During the year, the Company purchased and subsequently cancelled 98,327,333 shares of 5p each (representing 1% of the called
up share capital) at an average price of £3.89 per share. The total consideration, including expenses, was £385m. The excess of the
consideration over the nominal value has been charged to retained earnings.
Between 25 February 2007 and 16 April 2007, options over 3,263,739 ordinary shares have been exercised under the terms of the
savings-related share option scheme (1981) and the Irish savings-related share option scheme (2000). Between 25 February 2007
and 16 April 2007, options over 2,242,269 ordinary shares have been exercised under the terms of the executive share option
schemes (1994 and 1996) and the discretionary share option plan (2004).

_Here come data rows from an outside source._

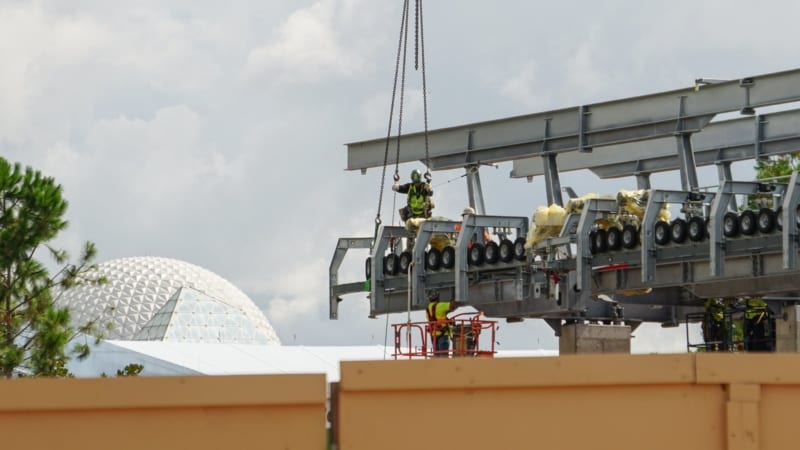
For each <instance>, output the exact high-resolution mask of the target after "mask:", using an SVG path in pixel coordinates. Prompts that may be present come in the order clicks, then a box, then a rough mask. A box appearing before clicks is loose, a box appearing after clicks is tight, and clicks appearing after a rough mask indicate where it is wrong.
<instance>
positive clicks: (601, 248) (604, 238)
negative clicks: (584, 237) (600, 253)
mask: <svg viewBox="0 0 800 450" xmlns="http://www.w3.org/2000/svg"><path fill="white" fill-rule="evenodd" d="M593 240H594V245H593V246H592V247H593V248H594V250H595V253H605V252H606V251H608V233H607V232H606V230H597V231H595V232H594V238H593Z"/></svg>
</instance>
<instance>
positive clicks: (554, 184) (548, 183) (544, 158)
mask: <svg viewBox="0 0 800 450" xmlns="http://www.w3.org/2000/svg"><path fill="white" fill-rule="evenodd" d="M542 159H543V160H544V161H543V162H544V186H545V190H546V191H547V204H548V206H549V205H552V204H553V203H555V204H556V205H558V206H564V200H563V198H562V197H561V181H560V180H559V177H558V166H557V165H556V155H555V154H553V153H548V154H546V155H542Z"/></svg>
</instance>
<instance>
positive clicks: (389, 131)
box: [373, 0, 409, 244]
mask: <svg viewBox="0 0 800 450" xmlns="http://www.w3.org/2000/svg"><path fill="white" fill-rule="evenodd" d="M408 1H409V0H405V1H404V2H403V14H402V15H401V17H400V37H399V38H398V40H397V56H396V57H395V63H394V81H393V83H392V101H391V104H390V106H389V126H388V130H387V132H386V147H385V149H384V152H383V169H382V172H381V187H380V192H379V194H378V212H377V214H376V215H375V236H376V237H377V235H378V227H379V226H380V224H381V206H382V205H383V189H384V185H385V183H386V166H387V165H388V162H389V142H390V139H391V136H392V116H393V114H394V102H395V98H396V96H397V77H398V75H399V70H400V52H401V51H402V48H403V37H404V31H405V30H406V29H407V28H408V26H407V23H406V22H407V17H408ZM398 139H399V137H398ZM399 177H400V176H399V173H398V171H397V169H396V168H395V175H394V178H395V181H397V180H398V179H399ZM373 244H374V241H373Z"/></svg>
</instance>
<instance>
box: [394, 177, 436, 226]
mask: <svg viewBox="0 0 800 450" xmlns="http://www.w3.org/2000/svg"><path fill="white" fill-rule="evenodd" d="M392 190H393V191H395V192H398V193H400V194H407V197H408V204H407V205H406V206H405V207H403V208H402V209H401V210H400V218H401V219H402V220H403V222H405V221H408V219H411V218H420V217H421V218H424V219H427V218H429V217H430V216H431V210H432V209H433V201H432V200H433V199H432V198H431V197H433V189H431V185H430V183H428V182H427V181H422V174H421V173H420V171H419V170H417V169H414V170H412V171H411V182H410V183H406V184H399V183H398V182H397V181H395V183H394V184H393V185H392Z"/></svg>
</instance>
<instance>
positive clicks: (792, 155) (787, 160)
mask: <svg viewBox="0 0 800 450" xmlns="http://www.w3.org/2000/svg"><path fill="white" fill-rule="evenodd" d="M798 168H800V153H792V154H787V155H779V156H771V157H769V158H764V159H760V160H757V161H756V165H755V170H756V179H757V180H763V181H765V182H769V183H788V182H789V177H791V175H792V172H794V171H795V170H798ZM746 200H747V204H746V205H745V207H746V208H747V209H753V210H758V209H760V208H771V209H776V208H777V207H778V206H780V205H778V204H777V201H779V200H780V199H779V198H776V197H775V196H774V195H773V194H772V192H769V191H767V192H765V193H759V194H752V195H748V196H747V198H746Z"/></svg>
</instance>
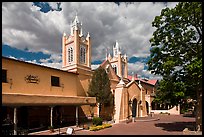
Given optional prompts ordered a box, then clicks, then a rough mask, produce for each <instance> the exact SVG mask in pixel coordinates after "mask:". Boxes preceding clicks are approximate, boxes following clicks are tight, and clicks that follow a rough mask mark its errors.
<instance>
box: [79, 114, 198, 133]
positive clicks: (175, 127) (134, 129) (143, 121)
mask: <svg viewBox="0 0 204 137" xmlns="http://www.w3.org/2000/svg"><path fill="white" fill-rule="evenodd" d="M155 117H159V118H160V119H159V120H157V121H146V122H144V121H137V119H136V122H134V123H132V122H131V123H128V124H126V123H120V124H114V125H113V126H112V127H111V128H107V129H103V130H99V131H88V130H81V131H78V132H76V134H77V135H183V129H184V128H186V127H188V128H191V129H192V128H193V125H194V124H195V118H192V117H183V116H182V115H155ZM190 133H191V134H193V133H192V132H189V134H190Z"/></svg>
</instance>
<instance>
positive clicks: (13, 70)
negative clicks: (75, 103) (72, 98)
mask: <svg viewBox="0 0 204 137" xmlns="http://www.w3.org/2000/svg"><path fill="white" fill-rule="evenodd" d="M2 69H6V70H7V80H8V83H2V93H24V94H43V95H65V96H76V95H77V74H74V73H68V72H63V71H60V70H56V69H50V68H47V67H41V66H38V65H33V64H28V63H24V62H20V61H14V60H10V59H5V58H2ZM27 75H32V76H38V78H39V80H40V82H39V83H38V84H36V83H27V82H26V81H25V77H26V76H27ZM51 76H57V77H59V79H60V87H56V86H51ZM10 79H12V84H11V81H10ZM62 84H63V85H64V86H62Z"/></svg>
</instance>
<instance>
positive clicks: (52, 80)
mask: <svg viewBox="0 0 204 137" xmlns="http://www.w3.org/2000/svg"><path fill="white" fill-rule="evenodd" d="M51 85H52V86H57V87H59V86H60V84H59V77H55V76H51Z"/></svg>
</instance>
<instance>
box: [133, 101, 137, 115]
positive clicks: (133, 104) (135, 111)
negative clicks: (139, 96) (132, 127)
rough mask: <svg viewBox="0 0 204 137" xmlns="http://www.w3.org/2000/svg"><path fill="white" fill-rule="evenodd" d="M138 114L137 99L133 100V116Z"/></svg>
mask: <svg viewBox="0 0 204 137" xmlns="http://www.w3.org/2000/svg"><path fill="white" fill-rule="evenodd" d="M136 114H137V99H136V98H135V99H134V100H133V101H132V117H136Z"/></svg>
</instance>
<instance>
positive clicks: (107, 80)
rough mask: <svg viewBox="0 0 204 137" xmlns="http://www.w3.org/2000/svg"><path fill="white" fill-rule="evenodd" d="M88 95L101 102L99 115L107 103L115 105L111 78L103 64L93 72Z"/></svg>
mask: <svg viewBox="0 0 204 137" xmlns="http://www.w3.org/2000/svg"><path fill="white" fill-rule="evenodd" d="M88 95H89V96H91V97H96V101H97V102H98V103H99V106H98V107H99V116H100V115H101V108H102V106H104V105H106V106H107V104H109V105H110V106H111V105H113V103H112V102H113V95H112V92H111V88H110V80H109V77H108V75H107V73H106V71H105V70H104V69H103V68H102V67H101V66H100V67H99V68H97V69H96V70H95V71H94V73H93V76H92V80H91V83H90V85H89V89H88Z"/></svg>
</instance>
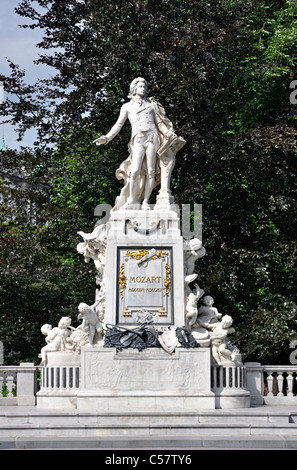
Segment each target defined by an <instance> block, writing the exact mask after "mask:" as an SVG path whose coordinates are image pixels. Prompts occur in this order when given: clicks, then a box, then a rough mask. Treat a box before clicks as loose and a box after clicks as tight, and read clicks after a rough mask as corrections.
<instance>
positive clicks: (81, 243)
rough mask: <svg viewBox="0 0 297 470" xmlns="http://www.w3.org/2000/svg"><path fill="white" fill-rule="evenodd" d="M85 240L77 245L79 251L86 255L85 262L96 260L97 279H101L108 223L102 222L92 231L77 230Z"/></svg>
mask: <svg viewBox="0 0 297 470" xmlns="http://www.w3.org/2000/svg"><path fill="white" fill-rule="evenodd" d="M77 233H78V235H80V236H81V237H82V238H83V239H84V241H83V242H81V243H79V244H78V245H77V247H76V249H77V251H78V253H80V254H82V255H83V256H84V259H85V262H86V263H88V262H89V261H90V259H92V260H93V261H94V264H95V267H96V270H97V279H98V280H101V279H102V278H103V276H104V269H105V252H106V243H107V230H106V225H105V224H101V225H98V226H97V227H95V229H94V230H93V232H92V233H85V232H82V231H80V232H77Z"/></svg>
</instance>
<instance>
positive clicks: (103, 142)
mask: <svg viewBox="0 0 297 470" xmlns="http://www.w3.org/2000/svg"><path fill="white" fill-rule="evenodd" d="M107 142H108V140H107V138H106V136H105V135H101V136H100V137H98V139H96V140H93V144H96V145H103V144H107Z"/></svg>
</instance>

As at 24 February 2007, the Directors were authorised to purchase up to a maximum in aggregate of 790.5 million (2006 –
778.7 million) ordinary shares.
The holders of ordinary shares are entitled to receive dividends as declared from time-to-time and are entitled to one vote per share
at the meetings of the Company.
Share buyback liability
Insider trading rules prevent the Group from buying back its own shares in the market during specified close periods (including the
period between the year end and the annual results announcement). However, if an irrevocable agreement is signed beween the
Group and a third party, they can continue to buy back shares on behalf of the Group. Two such arrangements were in place at the
year end and in accordance with IAS 32, the Group has recognised a financial liability equal to the estimated value of the shares
purchasable under these agreements. A liability of £90m (2006 – £nil) has been recognised within other creditors for this amount.
Capital redemption reserve
Upon cancellation of the shares purchased as part of the share buyback, a capital redemption reserve is created representing the
nominal value of the shares cancelled. This is a non-distributable reserve.